Overblog
Suivre ce blog Administration + Créer mon blog
18 février 2012 6 18 /02 /février /2012 19:03

   Le 3 février dernier, ce blog demandait aux Poggiolais d'envoyer de vieilles images:

  "Il doit également exister de très nombreuses photographies de toutes sortes de cérémonies (messes, communions et processions) des lointaines années. Ce sont des témoignages historiques d'une grande importance pour connaître notre passé, nos traditions, nos racines."

 

   La preuve que des documents existent et qu'ils peuvent être utiles est fournie par ce cliché paru dans "L'Info U Pighjolu" d'août 2007.



St Roch année?

 

    Ainsi que ce journal l'a écrit, il s'agit d'une procession de la Saint Roch, donc le 16 août. En quelle année? Et quel est l'intérêt historique de cette vieille image?

    Nous allons tomber dans le pédantisme en analysant les parties de ce cliché. Nous ferons ainsi du micro-localisme comme cela a été déjà réalisé pour l'ancien terrain de bal qui était d'ailleurs juste à côté de cet endroit (voir l'article en question en cliquant ICI).

   L'étude sera éclairée par la comparaison avec un film de la vidéothèque poggiolaise et avec d'autres photographies.


procession pédante


LES PROCESSIONNAIRES

    Les trois enfants de chœur (1) sont identifiés comme Jean-Martin PINELLI (l'actuel président de l'Association Artistique et Culturelle de Sorru in Sù), son frère François PINELLI et Noël SICCHI.

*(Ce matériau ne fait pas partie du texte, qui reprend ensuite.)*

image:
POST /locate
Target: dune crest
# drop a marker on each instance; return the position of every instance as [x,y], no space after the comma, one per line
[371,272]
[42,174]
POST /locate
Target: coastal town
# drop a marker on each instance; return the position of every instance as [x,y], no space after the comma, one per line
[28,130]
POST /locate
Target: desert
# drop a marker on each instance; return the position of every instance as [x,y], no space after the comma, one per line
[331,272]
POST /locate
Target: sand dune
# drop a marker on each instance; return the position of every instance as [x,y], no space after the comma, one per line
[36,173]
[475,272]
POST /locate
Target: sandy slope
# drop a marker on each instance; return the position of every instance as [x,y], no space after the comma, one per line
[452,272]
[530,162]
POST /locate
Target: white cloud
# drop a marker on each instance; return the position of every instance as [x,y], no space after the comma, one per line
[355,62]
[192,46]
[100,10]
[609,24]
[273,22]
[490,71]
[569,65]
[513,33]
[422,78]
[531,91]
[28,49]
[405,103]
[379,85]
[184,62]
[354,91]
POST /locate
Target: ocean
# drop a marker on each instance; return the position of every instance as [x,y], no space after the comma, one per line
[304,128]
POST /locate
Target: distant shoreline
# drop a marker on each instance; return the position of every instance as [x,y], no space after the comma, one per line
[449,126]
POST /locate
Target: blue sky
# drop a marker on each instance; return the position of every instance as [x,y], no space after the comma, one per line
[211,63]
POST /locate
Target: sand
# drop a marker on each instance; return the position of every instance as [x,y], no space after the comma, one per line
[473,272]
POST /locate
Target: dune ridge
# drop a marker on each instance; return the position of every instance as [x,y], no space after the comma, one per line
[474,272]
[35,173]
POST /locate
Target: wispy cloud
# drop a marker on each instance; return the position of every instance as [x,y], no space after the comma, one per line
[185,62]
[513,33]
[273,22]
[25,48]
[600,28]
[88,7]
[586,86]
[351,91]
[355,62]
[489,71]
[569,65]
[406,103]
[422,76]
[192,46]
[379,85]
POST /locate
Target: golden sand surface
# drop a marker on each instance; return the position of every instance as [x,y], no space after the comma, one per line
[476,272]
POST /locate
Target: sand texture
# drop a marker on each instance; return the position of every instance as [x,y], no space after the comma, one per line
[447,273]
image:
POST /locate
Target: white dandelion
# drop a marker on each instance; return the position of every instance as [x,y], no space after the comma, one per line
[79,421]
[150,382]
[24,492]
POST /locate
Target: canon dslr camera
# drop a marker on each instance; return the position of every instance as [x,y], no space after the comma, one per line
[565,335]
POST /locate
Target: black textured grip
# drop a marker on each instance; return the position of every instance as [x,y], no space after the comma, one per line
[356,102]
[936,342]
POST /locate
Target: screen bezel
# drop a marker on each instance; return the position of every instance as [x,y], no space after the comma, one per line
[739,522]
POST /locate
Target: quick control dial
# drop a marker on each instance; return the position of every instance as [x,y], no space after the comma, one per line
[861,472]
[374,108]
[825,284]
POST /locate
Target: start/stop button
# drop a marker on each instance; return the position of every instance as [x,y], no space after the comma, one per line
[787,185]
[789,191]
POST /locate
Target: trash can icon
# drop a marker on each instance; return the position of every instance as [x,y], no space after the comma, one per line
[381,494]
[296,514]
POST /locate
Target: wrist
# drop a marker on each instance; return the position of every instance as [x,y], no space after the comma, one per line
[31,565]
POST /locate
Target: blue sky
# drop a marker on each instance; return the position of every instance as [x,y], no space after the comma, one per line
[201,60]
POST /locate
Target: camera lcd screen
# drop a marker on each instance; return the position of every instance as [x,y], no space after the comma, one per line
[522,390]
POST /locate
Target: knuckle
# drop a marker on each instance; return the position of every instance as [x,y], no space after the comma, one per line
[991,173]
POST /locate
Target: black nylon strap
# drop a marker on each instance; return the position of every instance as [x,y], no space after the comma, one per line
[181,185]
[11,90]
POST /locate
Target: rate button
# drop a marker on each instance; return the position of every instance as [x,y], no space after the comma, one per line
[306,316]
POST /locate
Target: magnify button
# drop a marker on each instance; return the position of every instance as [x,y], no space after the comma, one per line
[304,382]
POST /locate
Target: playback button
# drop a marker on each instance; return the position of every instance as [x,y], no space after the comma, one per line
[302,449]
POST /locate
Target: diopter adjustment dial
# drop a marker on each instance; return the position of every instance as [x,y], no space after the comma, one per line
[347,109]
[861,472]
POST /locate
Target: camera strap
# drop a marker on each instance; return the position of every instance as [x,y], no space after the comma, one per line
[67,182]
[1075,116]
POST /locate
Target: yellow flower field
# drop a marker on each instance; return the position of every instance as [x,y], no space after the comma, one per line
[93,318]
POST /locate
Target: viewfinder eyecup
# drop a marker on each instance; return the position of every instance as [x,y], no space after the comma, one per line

   Comme ils ont un peu plus de soixante ans chacun, l'événement peut être daté de légèrement avant 1960. Mais les actuels propriétaires de la photo pourraient donner une plus grande précision.

    Ces trois enfants sont habillés avec la soutane ou soutanelle, longue robe rouge, noire ou violette, et  avec le surplis ou cotta, vêtement blanc qu'on met sur la soutane. Ces ornements furent peu utilisés après le concile Vatican II (1962-1965) qui préconisa une plus grande simplicité des cérémonies catholiques. Actuellement, les enfants de chœur ont plutôt une aube blanche.

    Dans le film de la procession du 15 août 1966, pour l'Assomption à Poggiolo (voir ci-dessous), les vêtements des enfants de chœur ont disparu. Jean-José BARTOLI, qui est à la tête de la procession avec la même croix que sur la photo (2), a un costume civil, de même que son frère François qui se tient à côté du curé MILLELIRI.

 

 

 

   Si la croix est présente dans les deux cas, la bannière de la procession de St Roch (3), qui semble représenter la Vierge et qui est tenue par une femme, n'existe plus sur le film alors qu'elle avait tout à fait sa place le 15 août. Qu'est-elle devenue? Quand ne fut-elle plus utilisée? 

   L'ordonnancement est, grosso modo, le même dans les deux cas, à savoir que les femmes sont devant, puis vient la statue de Saint Roch avec ses porteurs (4) et les hommes derrière. Il est vrai qu'un minimum d'organisation donne un cachet particulier.

   La procession rassemble une soixantaine de personnes. La vidéo ne permet pas de compter tous les participants mais on peut penser qu'ils étaient du même ordre.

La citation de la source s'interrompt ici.